The whereabouts of the imam, Abdel-Latif Moussa, were unclear.

Gaza’s Interior Ministry announced at 2 a.m. that its forces had regained full control of Rafah from what a Hamas spokesman, Sami abu Zuhri, called outlaws led by a “mentally disturbed” cleric. The city remained under military curfew.

Moussa, a 60-year-old Palestinian physician sporting a thick beard and red robe, triggered the confrontation with a defiant sermon and display of weapons during midday prayers. Surrounded by four black-clad, masked men with assault rifles, he declared his group would make Gaza an Islamic “emirate” by force of arms.
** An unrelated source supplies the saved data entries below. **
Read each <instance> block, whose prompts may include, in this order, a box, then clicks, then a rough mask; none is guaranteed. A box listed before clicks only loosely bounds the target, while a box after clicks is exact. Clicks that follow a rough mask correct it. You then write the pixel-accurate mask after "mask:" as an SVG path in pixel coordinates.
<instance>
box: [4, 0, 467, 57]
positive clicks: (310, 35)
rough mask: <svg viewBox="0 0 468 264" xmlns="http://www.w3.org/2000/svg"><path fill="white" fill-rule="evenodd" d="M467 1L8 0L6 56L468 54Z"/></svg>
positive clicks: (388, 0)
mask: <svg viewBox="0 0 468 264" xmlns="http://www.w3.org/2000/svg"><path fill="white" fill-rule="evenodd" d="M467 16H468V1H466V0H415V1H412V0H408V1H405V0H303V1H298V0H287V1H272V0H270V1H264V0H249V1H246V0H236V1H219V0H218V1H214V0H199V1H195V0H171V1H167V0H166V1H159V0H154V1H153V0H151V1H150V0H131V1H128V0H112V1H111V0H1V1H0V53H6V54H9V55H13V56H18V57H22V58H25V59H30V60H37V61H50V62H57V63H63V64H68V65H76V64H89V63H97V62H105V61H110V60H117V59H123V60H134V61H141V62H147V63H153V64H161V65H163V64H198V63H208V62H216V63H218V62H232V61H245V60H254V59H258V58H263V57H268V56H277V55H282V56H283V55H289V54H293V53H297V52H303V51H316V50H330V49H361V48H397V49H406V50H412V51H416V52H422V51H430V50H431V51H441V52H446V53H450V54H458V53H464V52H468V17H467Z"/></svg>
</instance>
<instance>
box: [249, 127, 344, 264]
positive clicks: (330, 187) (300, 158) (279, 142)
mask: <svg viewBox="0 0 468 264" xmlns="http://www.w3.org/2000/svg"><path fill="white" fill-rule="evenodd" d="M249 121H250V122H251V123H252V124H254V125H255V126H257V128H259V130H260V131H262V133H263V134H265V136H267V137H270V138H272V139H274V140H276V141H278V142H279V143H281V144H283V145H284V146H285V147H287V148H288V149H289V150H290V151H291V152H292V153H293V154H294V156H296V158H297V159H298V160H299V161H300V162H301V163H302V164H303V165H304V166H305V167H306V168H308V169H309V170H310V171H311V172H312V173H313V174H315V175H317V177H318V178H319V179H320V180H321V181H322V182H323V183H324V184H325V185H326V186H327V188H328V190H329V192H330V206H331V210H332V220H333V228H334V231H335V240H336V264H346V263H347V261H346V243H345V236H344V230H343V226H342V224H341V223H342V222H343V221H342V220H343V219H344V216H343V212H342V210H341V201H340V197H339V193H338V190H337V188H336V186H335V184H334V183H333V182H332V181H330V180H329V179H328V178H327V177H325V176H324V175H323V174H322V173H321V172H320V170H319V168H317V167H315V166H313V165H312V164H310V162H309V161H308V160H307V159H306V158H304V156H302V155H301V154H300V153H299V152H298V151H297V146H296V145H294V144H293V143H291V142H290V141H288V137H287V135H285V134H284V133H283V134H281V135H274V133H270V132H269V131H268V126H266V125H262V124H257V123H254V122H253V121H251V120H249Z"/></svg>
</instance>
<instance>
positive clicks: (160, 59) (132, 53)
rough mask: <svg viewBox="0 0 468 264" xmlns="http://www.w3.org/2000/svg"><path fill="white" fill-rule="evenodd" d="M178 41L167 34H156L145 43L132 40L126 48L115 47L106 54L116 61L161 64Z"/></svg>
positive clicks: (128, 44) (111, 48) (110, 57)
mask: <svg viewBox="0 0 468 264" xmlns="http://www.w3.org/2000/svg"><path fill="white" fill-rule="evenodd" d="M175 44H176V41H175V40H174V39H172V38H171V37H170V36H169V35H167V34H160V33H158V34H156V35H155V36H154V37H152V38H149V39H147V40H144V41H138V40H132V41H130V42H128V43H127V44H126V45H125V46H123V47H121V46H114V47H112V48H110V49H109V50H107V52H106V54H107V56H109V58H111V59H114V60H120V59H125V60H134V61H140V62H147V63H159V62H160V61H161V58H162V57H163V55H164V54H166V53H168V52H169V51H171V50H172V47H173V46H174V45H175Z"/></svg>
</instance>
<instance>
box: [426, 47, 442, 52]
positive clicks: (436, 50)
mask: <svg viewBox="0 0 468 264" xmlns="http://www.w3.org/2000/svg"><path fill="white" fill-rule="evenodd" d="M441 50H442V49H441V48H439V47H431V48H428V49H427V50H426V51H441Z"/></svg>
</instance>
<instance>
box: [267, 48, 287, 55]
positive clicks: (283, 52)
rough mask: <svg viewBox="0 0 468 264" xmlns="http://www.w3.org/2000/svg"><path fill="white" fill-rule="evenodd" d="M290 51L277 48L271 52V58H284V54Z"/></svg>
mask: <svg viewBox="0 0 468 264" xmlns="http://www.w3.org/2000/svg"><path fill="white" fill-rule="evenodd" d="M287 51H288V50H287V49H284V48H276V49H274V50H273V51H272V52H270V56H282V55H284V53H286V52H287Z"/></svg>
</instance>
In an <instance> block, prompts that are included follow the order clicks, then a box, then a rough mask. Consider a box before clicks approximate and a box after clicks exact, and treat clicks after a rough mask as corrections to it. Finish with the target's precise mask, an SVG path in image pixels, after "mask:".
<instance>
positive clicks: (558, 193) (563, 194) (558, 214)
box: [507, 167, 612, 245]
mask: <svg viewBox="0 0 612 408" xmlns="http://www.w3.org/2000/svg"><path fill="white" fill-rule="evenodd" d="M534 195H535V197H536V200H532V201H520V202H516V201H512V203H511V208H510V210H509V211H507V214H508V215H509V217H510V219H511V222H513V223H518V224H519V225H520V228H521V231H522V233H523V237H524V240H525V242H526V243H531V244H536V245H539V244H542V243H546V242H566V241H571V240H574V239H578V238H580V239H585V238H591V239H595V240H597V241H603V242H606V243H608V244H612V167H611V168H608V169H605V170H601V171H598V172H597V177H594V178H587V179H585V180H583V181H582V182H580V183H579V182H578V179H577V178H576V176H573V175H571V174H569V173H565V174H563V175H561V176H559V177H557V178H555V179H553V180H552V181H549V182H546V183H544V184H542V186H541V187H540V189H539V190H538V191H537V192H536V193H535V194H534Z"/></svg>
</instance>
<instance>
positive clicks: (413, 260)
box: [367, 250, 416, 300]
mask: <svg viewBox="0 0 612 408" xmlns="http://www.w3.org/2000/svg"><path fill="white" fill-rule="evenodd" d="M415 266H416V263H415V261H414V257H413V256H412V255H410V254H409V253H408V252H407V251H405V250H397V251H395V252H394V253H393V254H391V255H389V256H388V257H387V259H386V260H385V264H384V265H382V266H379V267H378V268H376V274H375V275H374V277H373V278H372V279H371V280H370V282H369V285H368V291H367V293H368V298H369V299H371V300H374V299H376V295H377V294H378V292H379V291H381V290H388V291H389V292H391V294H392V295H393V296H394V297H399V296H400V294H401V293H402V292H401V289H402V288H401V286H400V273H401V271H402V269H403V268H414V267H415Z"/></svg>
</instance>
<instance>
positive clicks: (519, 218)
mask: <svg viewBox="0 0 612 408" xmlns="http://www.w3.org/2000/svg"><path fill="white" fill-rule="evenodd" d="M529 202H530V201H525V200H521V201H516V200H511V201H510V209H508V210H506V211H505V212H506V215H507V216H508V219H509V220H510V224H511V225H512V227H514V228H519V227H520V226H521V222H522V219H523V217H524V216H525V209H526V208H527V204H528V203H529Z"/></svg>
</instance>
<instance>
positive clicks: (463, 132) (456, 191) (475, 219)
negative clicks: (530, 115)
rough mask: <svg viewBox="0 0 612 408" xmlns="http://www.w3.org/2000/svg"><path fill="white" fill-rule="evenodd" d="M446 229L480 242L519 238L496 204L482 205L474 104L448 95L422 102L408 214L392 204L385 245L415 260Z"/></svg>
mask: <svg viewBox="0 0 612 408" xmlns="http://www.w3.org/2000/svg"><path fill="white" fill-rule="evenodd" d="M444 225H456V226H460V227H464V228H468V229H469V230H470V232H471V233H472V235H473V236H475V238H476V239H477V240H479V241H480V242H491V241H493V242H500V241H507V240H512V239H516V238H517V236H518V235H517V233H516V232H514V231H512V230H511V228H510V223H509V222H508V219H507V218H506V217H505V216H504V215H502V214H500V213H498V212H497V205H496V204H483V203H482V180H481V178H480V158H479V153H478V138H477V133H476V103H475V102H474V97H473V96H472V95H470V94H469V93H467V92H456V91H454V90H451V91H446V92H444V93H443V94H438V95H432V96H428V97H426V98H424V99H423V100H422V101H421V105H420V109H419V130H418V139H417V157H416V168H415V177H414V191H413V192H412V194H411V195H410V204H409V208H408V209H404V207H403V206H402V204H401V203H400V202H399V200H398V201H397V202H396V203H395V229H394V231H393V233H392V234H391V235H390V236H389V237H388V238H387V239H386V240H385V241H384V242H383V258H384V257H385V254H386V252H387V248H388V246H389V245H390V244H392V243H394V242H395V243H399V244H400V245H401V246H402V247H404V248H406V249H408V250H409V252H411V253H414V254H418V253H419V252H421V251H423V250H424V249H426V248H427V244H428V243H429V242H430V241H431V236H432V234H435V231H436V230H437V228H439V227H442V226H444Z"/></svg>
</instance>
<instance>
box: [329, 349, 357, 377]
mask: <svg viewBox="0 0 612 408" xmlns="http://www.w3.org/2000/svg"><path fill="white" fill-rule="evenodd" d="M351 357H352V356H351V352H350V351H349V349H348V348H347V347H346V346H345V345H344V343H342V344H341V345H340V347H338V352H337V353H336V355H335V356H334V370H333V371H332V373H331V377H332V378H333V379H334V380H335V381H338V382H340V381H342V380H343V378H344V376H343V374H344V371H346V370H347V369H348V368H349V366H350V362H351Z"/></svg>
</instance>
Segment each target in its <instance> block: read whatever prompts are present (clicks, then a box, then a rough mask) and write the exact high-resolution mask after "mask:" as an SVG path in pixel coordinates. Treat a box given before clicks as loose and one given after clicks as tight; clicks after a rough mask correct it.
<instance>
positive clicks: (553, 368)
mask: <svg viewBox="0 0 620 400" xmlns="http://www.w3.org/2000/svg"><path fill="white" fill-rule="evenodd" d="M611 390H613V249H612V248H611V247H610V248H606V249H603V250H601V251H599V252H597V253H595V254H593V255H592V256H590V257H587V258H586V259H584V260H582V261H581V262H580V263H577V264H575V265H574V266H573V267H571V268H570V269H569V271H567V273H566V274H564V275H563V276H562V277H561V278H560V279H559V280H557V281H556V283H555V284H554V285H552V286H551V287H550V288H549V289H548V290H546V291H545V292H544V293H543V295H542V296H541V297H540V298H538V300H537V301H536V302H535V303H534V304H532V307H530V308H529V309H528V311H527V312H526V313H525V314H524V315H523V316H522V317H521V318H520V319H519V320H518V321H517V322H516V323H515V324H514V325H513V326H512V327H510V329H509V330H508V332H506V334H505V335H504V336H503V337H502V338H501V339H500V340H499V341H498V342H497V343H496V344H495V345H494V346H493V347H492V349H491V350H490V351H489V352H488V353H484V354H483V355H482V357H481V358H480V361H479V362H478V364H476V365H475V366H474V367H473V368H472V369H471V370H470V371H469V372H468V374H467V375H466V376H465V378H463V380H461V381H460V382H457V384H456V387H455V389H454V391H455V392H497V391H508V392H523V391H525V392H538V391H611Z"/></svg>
Witnesses said several hundred followers filled the mosque with shouts of approval. Al-Qaida uses the term “emirate” to mean a state of clerical rule across the Islamic world.

Hamas forces later ringed the mosque and demanded the surrender of the imam and his gunmen.

Rafah, along the Gaza-Egypt border, is a stronghold of Salafist groups that claim inspiration from al-Qaida and pose a growing challenge to Hamas, which they consider too liberal. Their numerical strength and links to al-Qaida are unclear.

Hamas itself is an armed Islamic movement with ties to Iran and Syria. But it defines its cause as a nationalist struggle against Israel, not global jihad against the West.

Despite scattered efforts by members of Hamas to impose dress codes on Gaza’s Mediterranean beaches and in other public places, its leaders have resisted Salafist demands to put Gaza under rigid fundamentalist rule. Jund Ansar Allah has threatened to burn down Internet cafes, which are popular among the enclave’s 1.5 million people.

The imam’s uprising was the strongest internal challenge to Gaza’s rulers since 2007, when Hamas gunmen ousted security forces of the secular, U.S.-backed Fatah movement that had long dominated Palestinian politics.